Abstract
An operating system’s design is often influenced by the architecture of the target hardware. While uniprocessor and multiprocessor architectures are well understood, such is not the case for multithreaded chip multiprocessors (CMT) – a new generation of processors designed to improve performance of memory-intensive applications. The first systems equipped with CMT processors are just becoming available, so it is critical that we now understand how to obtain the best performance from such systems.

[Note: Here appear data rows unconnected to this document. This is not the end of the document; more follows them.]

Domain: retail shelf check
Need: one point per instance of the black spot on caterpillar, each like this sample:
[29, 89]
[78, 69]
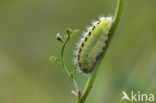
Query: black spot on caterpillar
[92, 44]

The goal of our work is to understand the fundamentals of CMT performance and identify the implications for operating system design. We have analyzed how the performance of a CMT processor is affected by contention for the processor pipeline, the L1 data cache, and the L2 cache, and have investigated operating system approaches to the management of these performance-critical resources. Having found that contention for the L2 cache can have the greatest negative impact on processor performance, we have quantified the potential performance improvement that can be achieved from L2-aware OS scheduling. We evaluated a scheduling policy based on the balance-set principle and found that it has a potential to reduce miss ratios in the L2 by 19-37% and improve processor throughput by 27-45%. To achieve a similar improvement in hardware requires doubling the size of the L2 cache.
1. INTRODUCTION
An operating system provides a layer of abstraction between the hardware and the software. Its job is to expose the power of the hardware to applications, while hiding its complexities. It is no surprise that the architecture of the hardware influences the design of the operating system. The subject of operating system design for conventional processors has been addressed in the past. This paper begins to investigate the area of operating system design for a new family of processors: multithreaded chip multiprocessors (CMT).
6. RELATED WORK
Previous work has proposed scheduling algorithms for single-core SMT processors that have been shown to improve system response time by 17% [1, 2, 12]. These algorithms involved sampling the space of possible schedules and using the ones that performed the best. This method can be implemented with virtually no overhead but requires hardware support. Our scheduling algorithm is different in that it uses modeling to predict the best schedule. Modeling may be preferable to sampling when the sample space becomes very large, such as on a system equipped with dozens of thread contexts (i.e., a CMT processor) running hundreds of threads. It would be interesting to compare the effectiveness and costs of the method proposed in the SMT study to ours on a large CMT configuration. We are also hoping to apply ideas from the follow-up study on incorporating priorities into the SMT-aware scheduler [2] to improve fairness of our scheduler.